スターリン型のマス・テロルの粛清は,10年ほどで,東欧諸国では基本的には放棄された。東欧諸国では,以後,党内改革派や党外の改革運動が完全に途絶えることはなかった。「改革」運動は,幾度もの大叛乱をくり返しながら,ついには,1980年代末には,複数政党による自由選挙を実現させ,政権交代を可能にした。東欧「改革」運動は,政治の民主化をかち取ったのである。党の国家にたいする指導的役割は否定され,国権主義モデルの根幹をなしていた党の役割は,変化せざるを得なくなった。その変化は,党の前衛性復活という先進的エリート的諸個人の少数党としてのレーニン時代のボリシェビキ的原則への復帰を要求しているのか,それともスターリン以後の党の大衆政党としての性格を保持した上での変化を要求しているのか,それとも他のあり方が必要なのか,等々,この領域での新たな解明すべき課題を突きつけている。1990年代の旧ソ連・旧東欧諸国の現状を見て明らかなことは,旧スターリン主義党派の多くが社会民主主義化しているか,民族主義化しているのであるが,大衆政党という性格をもったまま議会制民主主義に適応しようとしていることである。
以上,スターリン派諸党による粛清の問題を簡単に見てきた。スターリン体制(国権主義モデルの極端な独裁形態)の大粛清は,急進的工業化を目指したスターリン型「計画経済」の強蓄積策の実行体制として組織された党・国家・治安組織の一体化が,この体制自体の維持・保守のために「予防的」な事件ねつ造をともなうマス・テロルを生み出したものである。そのマイナス作用は第二次世界大戦という戦争のために一時的にごまかされてはいたが,結局はフルシチョフによって公然と明かされざるを得なくなった。その後もその基本形態は保持されつづけたが,1980年代末から1990年代初頭の大激動によって,解体される。
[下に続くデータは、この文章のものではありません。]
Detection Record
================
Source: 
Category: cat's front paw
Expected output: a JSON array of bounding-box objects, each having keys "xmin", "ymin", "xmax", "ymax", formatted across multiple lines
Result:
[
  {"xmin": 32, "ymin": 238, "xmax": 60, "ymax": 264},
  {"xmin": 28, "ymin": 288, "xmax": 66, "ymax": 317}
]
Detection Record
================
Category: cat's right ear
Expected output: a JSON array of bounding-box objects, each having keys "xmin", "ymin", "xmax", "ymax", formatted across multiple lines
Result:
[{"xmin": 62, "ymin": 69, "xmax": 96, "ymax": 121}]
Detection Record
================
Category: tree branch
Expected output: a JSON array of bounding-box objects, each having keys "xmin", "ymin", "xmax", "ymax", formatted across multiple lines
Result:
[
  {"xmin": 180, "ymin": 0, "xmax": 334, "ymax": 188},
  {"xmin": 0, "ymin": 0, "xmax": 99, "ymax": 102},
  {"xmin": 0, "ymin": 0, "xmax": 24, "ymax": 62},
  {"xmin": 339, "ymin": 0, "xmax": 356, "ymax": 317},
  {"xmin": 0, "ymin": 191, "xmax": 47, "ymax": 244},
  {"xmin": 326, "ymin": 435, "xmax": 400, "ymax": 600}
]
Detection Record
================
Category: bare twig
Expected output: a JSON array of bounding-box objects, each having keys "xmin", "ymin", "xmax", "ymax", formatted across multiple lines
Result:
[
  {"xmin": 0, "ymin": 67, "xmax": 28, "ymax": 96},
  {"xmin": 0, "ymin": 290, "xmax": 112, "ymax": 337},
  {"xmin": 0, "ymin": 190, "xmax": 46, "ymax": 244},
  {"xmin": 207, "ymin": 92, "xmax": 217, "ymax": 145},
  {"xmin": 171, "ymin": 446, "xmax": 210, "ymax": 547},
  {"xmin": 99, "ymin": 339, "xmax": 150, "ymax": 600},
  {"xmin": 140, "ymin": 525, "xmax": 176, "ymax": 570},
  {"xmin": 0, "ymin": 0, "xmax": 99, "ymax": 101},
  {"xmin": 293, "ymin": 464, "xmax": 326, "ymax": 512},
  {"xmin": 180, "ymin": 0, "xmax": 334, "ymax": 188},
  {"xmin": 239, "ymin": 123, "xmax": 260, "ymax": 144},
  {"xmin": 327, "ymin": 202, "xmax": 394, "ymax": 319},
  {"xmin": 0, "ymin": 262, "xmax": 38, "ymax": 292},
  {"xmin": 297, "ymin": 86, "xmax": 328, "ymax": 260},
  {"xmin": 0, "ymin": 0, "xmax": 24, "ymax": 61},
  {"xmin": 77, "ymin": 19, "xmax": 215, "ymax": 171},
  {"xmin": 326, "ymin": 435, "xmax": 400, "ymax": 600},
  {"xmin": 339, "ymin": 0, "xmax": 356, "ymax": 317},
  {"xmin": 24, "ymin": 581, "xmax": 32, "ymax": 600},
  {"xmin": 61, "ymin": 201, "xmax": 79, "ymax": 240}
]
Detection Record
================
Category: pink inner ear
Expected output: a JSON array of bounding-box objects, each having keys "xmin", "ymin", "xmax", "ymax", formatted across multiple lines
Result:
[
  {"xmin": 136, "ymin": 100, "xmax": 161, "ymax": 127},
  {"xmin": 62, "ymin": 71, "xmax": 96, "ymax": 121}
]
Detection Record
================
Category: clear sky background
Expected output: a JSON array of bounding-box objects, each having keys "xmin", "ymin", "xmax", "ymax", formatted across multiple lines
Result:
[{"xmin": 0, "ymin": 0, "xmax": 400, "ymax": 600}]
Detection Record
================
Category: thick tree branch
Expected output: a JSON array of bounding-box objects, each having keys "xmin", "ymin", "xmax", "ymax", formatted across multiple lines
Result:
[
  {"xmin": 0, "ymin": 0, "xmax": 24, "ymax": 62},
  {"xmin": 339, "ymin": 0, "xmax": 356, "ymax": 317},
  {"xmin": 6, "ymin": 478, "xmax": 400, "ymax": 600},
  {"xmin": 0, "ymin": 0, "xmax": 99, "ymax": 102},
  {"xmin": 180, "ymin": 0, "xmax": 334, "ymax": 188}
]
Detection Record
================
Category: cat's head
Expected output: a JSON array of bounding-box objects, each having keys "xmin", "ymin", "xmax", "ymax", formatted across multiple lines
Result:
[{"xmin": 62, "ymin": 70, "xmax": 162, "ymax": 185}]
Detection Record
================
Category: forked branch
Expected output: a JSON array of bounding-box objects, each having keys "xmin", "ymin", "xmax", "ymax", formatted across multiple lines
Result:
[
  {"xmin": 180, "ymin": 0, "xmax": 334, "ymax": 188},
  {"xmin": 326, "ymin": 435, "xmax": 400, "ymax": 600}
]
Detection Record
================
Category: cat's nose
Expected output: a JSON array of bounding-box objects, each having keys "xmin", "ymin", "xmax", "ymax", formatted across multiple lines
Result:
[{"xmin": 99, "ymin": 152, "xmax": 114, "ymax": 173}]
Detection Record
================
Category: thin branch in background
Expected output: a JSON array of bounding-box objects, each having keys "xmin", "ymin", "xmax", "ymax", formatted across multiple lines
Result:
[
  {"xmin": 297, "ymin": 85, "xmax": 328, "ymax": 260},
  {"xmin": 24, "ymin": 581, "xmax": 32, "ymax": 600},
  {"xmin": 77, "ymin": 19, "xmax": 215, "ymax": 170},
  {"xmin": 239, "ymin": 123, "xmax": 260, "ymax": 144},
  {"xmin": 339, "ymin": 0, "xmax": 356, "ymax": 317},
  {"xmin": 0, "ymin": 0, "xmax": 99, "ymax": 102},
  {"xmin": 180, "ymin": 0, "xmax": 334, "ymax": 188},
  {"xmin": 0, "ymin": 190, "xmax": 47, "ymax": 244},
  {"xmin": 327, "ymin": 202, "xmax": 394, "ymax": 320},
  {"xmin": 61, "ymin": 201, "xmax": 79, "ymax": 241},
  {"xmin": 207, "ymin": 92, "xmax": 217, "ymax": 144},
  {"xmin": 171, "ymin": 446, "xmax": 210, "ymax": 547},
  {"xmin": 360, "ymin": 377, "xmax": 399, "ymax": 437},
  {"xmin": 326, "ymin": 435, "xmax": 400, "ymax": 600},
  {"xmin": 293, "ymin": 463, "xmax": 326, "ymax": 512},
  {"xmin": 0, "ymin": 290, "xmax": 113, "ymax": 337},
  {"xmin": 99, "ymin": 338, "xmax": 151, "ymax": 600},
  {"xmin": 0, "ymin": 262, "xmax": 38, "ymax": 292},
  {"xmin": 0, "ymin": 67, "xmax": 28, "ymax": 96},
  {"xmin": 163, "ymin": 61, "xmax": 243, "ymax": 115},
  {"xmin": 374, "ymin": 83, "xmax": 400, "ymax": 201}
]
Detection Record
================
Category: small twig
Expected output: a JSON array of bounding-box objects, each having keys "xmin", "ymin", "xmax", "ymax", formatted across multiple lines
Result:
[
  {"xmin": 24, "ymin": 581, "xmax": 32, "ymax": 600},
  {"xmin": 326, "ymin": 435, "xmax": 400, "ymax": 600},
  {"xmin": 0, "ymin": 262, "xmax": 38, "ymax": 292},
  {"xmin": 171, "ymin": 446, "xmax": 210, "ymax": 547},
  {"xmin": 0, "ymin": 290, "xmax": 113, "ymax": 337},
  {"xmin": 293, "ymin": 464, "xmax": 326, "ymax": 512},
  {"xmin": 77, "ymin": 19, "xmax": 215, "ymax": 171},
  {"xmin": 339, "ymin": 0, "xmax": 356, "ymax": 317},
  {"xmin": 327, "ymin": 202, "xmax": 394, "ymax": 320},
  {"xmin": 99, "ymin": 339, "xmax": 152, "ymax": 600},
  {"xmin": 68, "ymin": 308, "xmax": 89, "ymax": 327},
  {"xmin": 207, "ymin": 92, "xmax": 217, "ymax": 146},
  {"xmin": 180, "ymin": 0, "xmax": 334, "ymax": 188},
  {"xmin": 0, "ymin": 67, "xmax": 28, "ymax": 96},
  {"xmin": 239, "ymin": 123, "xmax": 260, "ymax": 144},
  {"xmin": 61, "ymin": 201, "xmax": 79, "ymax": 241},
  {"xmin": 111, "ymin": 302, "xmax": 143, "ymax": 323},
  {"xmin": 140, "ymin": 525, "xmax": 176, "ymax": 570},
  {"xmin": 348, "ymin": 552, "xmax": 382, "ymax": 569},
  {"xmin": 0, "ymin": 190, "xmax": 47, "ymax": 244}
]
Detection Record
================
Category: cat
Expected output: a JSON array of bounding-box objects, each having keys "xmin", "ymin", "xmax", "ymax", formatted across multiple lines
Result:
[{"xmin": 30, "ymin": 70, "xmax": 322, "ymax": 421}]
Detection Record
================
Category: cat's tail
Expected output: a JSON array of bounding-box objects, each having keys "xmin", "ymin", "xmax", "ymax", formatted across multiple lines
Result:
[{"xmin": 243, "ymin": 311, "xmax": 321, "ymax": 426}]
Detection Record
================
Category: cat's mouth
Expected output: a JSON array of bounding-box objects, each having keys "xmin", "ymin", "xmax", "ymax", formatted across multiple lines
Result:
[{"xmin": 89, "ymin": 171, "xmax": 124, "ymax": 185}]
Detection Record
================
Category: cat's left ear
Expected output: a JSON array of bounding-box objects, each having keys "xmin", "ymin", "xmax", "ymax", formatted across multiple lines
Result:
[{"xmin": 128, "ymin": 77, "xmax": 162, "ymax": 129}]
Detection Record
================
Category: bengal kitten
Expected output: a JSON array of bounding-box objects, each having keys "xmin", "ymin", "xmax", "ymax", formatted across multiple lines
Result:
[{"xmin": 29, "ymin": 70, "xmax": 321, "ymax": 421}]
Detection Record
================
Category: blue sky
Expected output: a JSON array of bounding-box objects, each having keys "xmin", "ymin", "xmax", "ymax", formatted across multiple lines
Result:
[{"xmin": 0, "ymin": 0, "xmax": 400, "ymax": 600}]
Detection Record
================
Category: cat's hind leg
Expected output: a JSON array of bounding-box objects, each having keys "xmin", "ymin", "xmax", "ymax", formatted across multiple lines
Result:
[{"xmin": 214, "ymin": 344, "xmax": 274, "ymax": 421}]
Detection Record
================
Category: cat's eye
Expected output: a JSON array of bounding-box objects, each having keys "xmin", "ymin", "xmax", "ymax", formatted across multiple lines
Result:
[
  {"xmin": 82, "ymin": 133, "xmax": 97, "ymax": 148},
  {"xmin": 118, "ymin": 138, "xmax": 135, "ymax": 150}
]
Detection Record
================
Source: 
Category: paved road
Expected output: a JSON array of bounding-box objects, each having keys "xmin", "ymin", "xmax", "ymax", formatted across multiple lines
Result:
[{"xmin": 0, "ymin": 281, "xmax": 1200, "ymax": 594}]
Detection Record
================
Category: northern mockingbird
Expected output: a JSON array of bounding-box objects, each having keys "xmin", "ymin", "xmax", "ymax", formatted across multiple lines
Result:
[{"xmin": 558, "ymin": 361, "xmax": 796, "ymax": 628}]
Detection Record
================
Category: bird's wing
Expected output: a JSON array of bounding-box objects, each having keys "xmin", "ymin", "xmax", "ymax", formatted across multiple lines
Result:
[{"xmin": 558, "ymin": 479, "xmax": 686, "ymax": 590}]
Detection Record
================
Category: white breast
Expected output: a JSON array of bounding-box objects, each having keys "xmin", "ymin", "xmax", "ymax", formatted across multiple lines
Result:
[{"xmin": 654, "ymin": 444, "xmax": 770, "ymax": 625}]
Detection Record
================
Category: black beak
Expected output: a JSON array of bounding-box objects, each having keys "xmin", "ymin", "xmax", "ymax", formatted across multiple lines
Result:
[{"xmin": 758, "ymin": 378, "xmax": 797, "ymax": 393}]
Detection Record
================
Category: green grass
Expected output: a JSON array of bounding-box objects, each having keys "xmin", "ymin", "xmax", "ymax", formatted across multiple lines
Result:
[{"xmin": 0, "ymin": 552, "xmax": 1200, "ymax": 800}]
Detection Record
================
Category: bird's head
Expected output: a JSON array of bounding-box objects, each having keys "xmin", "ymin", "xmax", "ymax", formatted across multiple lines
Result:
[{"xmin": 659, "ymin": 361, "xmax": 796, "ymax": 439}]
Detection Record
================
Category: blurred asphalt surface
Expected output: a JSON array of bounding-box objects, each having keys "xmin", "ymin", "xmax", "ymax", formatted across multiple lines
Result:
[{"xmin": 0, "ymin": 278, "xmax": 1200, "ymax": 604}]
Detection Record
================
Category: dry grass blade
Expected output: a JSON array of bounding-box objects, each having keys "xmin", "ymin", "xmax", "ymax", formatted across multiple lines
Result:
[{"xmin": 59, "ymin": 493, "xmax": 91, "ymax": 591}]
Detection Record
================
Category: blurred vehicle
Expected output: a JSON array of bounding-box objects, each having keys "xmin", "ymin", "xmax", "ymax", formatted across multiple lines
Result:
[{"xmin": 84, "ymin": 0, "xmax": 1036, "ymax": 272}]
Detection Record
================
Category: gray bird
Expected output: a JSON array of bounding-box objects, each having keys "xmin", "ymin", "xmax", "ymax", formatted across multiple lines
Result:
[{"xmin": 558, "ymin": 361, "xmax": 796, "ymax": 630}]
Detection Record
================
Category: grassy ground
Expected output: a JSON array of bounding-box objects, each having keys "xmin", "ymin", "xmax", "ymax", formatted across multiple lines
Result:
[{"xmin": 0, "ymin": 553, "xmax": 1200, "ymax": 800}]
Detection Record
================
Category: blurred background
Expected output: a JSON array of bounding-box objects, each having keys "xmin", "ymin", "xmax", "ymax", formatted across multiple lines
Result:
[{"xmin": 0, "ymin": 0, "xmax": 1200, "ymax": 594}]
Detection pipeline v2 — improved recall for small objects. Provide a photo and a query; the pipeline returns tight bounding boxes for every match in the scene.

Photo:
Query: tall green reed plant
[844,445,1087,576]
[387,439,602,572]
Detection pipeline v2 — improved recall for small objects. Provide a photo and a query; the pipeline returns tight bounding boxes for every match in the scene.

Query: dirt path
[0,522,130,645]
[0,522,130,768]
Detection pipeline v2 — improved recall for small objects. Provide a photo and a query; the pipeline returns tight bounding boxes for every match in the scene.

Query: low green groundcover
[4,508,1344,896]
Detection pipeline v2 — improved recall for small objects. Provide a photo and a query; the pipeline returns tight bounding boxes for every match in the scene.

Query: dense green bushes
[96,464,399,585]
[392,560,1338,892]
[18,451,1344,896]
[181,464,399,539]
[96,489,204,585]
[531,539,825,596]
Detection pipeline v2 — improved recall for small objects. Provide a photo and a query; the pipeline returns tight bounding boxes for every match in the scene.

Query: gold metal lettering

その教訓の一つは,結局のところ,過渡期から共産主義への前進にとっては,経済的な意味でも政治的民主主義と政治的自由が必要であるということであり,文明とか文化とかいう領域の重要性を突き出しているということなのである。一般的に言えば,それは党の水準を規定する一因であるといえるだろう。その他。